Find burst candidate regions which can later be analyzed and filtered to detect solar radio bursts.

Overview

One of the main challenges with detecting bursts with in our LWA data is the low signal to noise ratio. To address this challenge, morphological operations are used to reduce noise: 1. Apply an intensity threshold to create a binary image representation of a spectrogram. 2. Use morphological erosion to remove noise regions and generate bounding boxes around potential bursts. 3. Filter the remaining boxes to identify the most likely burst candidates 4. Apply these steps to all spectrogram samples, saving characterisitics of each predicted bounding box. The characteristics for each sample form a new dataset that can be used to train a binary classification model. This model will classify each bounding box as either burst (positive) or non-burst (false positive)

Steps

  1. Preprocess Raw Input:
    • Standardize rows to remove horizontal lines.
    • Remove consistent vertical lines that appear in collected data.
    • Apply blurring (Gaussian kernel) to enhance burst.
  2. Binary Mask:
    • Use a percentile threshold of intensity value to create a binary mask.
    • The current threshold is set at 95%, determined by empirically testing various values.
  3. Apply Morphological Operations:
    • Remove small components and enhance larger structures (potential bursts).
    • There are three arguments to the morphological function which are the size of the structure element.
  4. Filter Connected Components (white regions):
    • Filter the remaining connected components after the morphological operations. The main criteria for filtering is based on size and shape. Additinal criteria were added to include type 2 bursts and to redcue false positives.
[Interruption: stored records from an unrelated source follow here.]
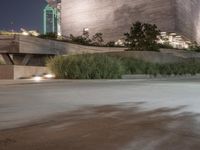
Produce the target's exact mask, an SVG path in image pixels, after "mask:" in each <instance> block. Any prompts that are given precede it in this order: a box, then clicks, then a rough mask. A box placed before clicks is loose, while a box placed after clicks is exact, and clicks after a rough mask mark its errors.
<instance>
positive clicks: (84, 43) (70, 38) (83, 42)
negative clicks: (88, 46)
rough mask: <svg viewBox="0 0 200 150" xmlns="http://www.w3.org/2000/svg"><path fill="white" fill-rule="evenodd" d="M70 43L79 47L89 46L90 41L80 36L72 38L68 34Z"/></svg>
mask: <svg viewBox="0 0 200 150" xmlns="http://www.w3.org/2000/svg"><path fill="white" fill-rule="evenodd" d="M70 41H71V42H72V43H75V44H81V45H90V43H91V40H90V39H89V37H87V36H84V35H81V36H73V35H72V34H70Z"/></svg>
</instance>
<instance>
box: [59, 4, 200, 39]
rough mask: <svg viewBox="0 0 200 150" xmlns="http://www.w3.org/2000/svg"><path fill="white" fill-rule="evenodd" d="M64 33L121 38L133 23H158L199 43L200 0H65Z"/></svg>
mask: <svg viewBox="0 0 200 150" xmlns="http://www.w3.org/2000/svg"><path fill="white" fill-rule="evenodd" d="M61 11H62V15H61V16H62V32H63V34H64V35H69V34H74V35H80V34H82V30H83V28H89V29H90V33H91V34H94V33H96V32H102V33H104V38H105V39H106V40H107V41H109V40H118V39H120V38H121V37H123V33H124V32H127V31H128V30H129V28H130V26H131V24H132V23H133V22H135V21H142V22H147V23H154V24H156V25H157V26H158V27H159V28H160V29H161V31H168V32H179V33H180V34H182V35H185V36H186V37H188V38H190V39H192V40H194V41H197V42H199V43H200V29H199V26H200V0H62V10H61Z"/></svg>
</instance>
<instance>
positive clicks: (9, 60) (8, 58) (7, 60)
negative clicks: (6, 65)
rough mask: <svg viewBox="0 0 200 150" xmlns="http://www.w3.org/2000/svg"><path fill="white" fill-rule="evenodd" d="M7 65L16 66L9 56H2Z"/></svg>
mask: <svg viewBox="0 0 200 150" xmlns="http://www.w3.org/2000/svg"><path fill="white" fill-rule="evenodd" d="M1 55H2V57H3V59H4V61H5V63H6V64H7V65H14V62H13V60H12V58H11V57H10V55H9V54H1Z"/></svg>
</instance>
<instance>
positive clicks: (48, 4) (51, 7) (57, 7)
mask: <svg viewBox="0 0 200 150" xmlns="http://www.w3.org/2000/svg"><path fill="white" fill-rule="evenodd" d="M43 13H44V14H43V15H44V34H47V33H56V34H57V35H58V36H60V35H61V25H60V24H61V23H60V22H61V20H60V18H61V16H60V15H61V14H60V8H59V4H58V5H57V6H56V7H53V6H51V5H49V4H48V5H47V6H46V7H45V9H44V12H43Z"/></svg>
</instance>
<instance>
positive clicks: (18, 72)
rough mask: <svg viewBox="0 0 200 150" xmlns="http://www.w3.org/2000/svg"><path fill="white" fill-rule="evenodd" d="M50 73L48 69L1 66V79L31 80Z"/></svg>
mask: <svg viewBox="0 0 200 150" xmlns="http://www.w3.org/2000/svg"><path fill="white" fill-rule="evenodd" d="M46 73H49V71H48V69H47V68H46V67H35V66H15V65H0V79H20V78H29V77H31V76H33V75H42V74H46Z"/></svg>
For more information on this step, refer to filtered_components() in the (preprocessing reference).
  5. Detection Candidates:
    • Plotting bounding boxes around the regions that passed all filter criteria.

Dataset

Box classification model

Code

The code for all processing steps is in radburst/utils/preprocessing.py (reference). The code used to create the plots below is found in notebooks/exploration/preprocessing.ipynb.

Results and Analysis

  • Burst Detections: This method has been used to detect possible burst regions in all samples that were classified over the summer. A PDF of these results showing all steps described above for each burst can be found here.
  • Current Limitations: The current processing and filtering criteria leads to some false positives in samples with no bursts. These false positives are usually noisy regions with a burst-like appearance. To see examples of this, here is a PDF containing detections for non-burst samples.

Next Steps:

  • Future work can be done to statistically analyze candidate burst regions and determine whether or not a burst is present. This would invovle comparisons between bursts found detected in burst samples and bursts detected in non-burst samples.
  • One possible implementation would be comparing the mean intensity inside the detection bounding box(s) with the mean instensity outside the box. For true positives, the value inside the box should be noticably greater than outside. However, for false positives, we would expect the value inside to be relatively similar in instensity to the noise in the rest of the array. While this may help with some false positives, it may remove detections of very faint true burst predictions that aren't intense.